Big 5 Sporting Goods Corporation announced that it has entered into a new loan agreement with Bank of America, N. A.
The loan agreement has a five-year term that matures in February 2026 and provides for a secured revolving credit facility with aggregate committed availability of up to $150 million. The company may request additional increases in aggregate availability, which the lender has the option to provide, up to $200 million. Loans under the new credit facility will bear interest based on LIBO rates or a specified base rate (generally Bank of America’s prime rate), plus a margin that is determined based on the remaining availability under the credit line. The margin on LIBO rate loans ranges from 1.375 percent to 1.50 percent and the margin on base rate loans ranges from 0.375 percent to 0.50 percent, subject to interest rate floors of zero. The commitment fee assessed on the unused portion of the credit facility is 0.20 percent per annum.

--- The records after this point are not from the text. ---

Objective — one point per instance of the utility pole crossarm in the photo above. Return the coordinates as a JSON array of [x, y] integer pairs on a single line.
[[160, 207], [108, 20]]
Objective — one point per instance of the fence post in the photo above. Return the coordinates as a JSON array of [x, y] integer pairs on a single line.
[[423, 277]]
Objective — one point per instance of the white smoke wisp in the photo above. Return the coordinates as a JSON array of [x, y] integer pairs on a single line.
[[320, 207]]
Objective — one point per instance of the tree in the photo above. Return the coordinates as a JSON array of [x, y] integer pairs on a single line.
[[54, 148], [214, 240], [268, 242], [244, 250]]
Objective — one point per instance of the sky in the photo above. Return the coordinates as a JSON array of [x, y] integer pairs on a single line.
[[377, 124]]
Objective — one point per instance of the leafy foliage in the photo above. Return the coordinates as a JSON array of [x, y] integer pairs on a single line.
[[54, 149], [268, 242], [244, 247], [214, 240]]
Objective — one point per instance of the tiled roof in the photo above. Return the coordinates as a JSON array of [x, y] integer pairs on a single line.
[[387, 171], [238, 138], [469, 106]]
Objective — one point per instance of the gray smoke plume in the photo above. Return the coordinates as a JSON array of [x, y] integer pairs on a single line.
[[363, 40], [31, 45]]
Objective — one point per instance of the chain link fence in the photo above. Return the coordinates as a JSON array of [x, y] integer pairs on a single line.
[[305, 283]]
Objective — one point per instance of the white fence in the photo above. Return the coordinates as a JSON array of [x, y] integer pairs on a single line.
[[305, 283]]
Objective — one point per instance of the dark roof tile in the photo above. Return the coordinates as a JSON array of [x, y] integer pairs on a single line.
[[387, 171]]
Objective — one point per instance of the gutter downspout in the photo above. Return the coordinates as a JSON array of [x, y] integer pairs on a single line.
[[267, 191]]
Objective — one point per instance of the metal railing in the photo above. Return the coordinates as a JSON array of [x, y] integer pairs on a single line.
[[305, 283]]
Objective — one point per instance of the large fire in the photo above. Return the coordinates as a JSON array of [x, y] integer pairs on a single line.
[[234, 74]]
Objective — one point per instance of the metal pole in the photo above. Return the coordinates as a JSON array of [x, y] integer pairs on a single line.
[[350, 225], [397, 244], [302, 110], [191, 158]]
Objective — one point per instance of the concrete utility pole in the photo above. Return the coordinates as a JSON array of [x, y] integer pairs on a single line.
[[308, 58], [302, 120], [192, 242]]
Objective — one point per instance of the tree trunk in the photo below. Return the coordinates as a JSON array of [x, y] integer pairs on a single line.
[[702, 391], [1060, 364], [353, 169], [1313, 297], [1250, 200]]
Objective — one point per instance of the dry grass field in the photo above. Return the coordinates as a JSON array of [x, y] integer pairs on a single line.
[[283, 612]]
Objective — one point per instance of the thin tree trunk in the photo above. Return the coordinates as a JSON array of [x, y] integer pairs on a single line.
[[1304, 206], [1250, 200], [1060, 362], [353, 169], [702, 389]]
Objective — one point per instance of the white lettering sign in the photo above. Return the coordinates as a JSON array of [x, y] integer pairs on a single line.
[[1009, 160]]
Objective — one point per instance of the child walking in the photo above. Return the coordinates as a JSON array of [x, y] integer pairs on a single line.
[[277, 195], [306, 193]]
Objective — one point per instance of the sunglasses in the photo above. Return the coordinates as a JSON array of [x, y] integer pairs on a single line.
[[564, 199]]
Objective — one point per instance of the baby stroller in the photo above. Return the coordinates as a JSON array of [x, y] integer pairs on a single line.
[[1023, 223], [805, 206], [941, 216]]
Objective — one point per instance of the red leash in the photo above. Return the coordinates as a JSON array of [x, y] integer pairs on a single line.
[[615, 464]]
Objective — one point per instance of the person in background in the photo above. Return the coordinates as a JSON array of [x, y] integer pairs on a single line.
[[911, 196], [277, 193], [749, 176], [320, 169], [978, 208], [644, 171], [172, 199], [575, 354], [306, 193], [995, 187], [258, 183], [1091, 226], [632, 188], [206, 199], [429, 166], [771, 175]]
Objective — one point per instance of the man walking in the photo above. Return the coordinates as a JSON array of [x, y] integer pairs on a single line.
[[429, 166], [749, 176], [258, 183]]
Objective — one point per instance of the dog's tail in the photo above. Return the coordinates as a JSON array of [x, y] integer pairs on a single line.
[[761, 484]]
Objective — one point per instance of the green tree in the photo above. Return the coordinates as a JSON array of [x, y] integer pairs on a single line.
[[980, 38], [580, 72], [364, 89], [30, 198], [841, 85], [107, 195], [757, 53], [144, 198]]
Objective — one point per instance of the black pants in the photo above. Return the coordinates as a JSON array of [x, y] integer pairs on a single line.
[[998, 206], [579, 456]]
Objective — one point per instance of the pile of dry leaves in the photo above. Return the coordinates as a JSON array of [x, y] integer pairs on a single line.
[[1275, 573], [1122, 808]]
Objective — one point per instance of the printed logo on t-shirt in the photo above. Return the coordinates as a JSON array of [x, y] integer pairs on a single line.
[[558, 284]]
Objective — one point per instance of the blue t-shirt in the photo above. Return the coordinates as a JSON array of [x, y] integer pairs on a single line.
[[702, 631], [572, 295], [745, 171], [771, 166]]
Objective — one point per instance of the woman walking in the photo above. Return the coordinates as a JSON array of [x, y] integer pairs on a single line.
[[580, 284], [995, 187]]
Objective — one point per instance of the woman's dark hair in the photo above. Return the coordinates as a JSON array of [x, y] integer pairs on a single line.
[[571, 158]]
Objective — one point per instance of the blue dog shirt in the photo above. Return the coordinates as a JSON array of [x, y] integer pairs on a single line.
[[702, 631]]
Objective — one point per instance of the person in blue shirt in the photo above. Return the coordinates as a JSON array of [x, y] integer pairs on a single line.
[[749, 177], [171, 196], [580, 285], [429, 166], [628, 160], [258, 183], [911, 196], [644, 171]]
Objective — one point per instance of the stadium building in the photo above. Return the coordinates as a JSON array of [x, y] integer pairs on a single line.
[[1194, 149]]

Barry Emerson, the company’s chief financial officer, stated, “We are pleased to put a new credit facility in place on such favorable terms. We believe this facility underscores the strength of our financial condition, as we remain debt-free with a cash balance of $64.7 million as of the end of fiscal 2020. We appreciate the support of Bank of America, as this multi-year facility is expected to help provide the financial flexibility to support our business through the current dynamic retail environment and over the long-term.”
The Loan Agreement replaces the company’s prior financing arrangement.